With gambling providing Rhode Island’s third-largest source of revenue, the state receives 61 percent of the revenue from the thousands of video lottery terminals at Twin River and Newport Grand. The national average for what states get from table game revenue is far lower; Twin River spokeswoman Patti Doyle says a “starting point” of 12.5 percent “is a really good place to start the conversation.”

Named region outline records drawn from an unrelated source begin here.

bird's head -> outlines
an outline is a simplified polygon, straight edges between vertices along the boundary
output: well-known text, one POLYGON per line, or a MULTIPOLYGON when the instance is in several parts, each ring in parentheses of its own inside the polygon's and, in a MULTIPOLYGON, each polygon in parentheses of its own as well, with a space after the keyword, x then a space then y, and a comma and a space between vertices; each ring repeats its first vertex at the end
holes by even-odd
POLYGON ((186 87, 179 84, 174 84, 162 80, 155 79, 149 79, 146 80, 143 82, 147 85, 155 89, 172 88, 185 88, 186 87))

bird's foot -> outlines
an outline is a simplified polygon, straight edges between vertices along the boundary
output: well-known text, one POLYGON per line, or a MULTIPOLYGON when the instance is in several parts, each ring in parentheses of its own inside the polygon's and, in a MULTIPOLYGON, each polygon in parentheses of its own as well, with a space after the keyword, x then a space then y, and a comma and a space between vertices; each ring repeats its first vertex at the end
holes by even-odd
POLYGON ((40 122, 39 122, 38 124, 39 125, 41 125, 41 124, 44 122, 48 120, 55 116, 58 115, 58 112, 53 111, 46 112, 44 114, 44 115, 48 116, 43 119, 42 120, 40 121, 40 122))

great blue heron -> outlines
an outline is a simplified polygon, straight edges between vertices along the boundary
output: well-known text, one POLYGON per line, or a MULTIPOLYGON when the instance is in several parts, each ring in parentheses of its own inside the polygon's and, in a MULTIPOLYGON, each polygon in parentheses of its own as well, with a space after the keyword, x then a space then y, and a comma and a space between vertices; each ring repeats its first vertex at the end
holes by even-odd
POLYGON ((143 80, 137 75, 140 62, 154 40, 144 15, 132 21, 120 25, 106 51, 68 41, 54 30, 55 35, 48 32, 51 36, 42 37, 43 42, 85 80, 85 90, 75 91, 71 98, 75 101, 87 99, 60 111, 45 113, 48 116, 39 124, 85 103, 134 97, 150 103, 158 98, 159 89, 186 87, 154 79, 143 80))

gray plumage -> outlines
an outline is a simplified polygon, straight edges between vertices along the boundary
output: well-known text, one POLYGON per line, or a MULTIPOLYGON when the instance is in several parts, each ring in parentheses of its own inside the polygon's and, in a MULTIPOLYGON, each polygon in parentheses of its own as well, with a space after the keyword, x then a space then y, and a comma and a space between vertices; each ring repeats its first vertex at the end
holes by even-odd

As I’ve pointed out, talk of table games has reared its head, this time around, as an imperative to shore up state revenue in the face of forthcoming casinos in Massachusetts.  However, the amount that Christiansen Capital Advisors (CCA) projects that table games will preserve in the government’s take is relatively small — only about $21 million of a $139.5 million drop from same-year estimates.  That estimate, however, is based on a government take of almost three times Doyle’s “starting point”:

As there currently is no law in the State of Rhode Island authorizing table games, and thus no framework for determining the State’s share of table game revenue and statutory expenses for the operation of table games, we assumed a total revenue share to the State of 35.0 percent, which is consistent with other eastern states that have added table games to previously slot machine or VLT-only operations including Delaware (33.9 percent including distributions to purses and other earmarks) and West Virginia (35.0 percent including purse distributions and other earmarks), but higher than Pennsylvania, where the state’s share of table game revenue started at 16.0 percent in the first year and now stands at 14.0 percent (12.0 percent State, 2.0 percent local).

 

To be sure, a spokeswoman for Twin River has incentive to plant a low-balled number in the public mind as her company negotiates with state officials over how much gambling revenue the government should take.  However, as the public considers the proposition of casinos in Rhode Island, it should do so with a realistic understanding of the numbers involved.  In the “likely case” scenario (that is, with the most-likely locations of MA casinos in CCA’s view), introducing table games into the RI gambling mix may only wind up preserving around $9 million per year in revenue for the state.

Given RI voters’ reluctance to open the door to casinos in the past, they may not find that amount of savings to justify the change.  And a desire to keep hard numbers out of the discussion may help to explain the “closed-door meetings” that Donnis describes.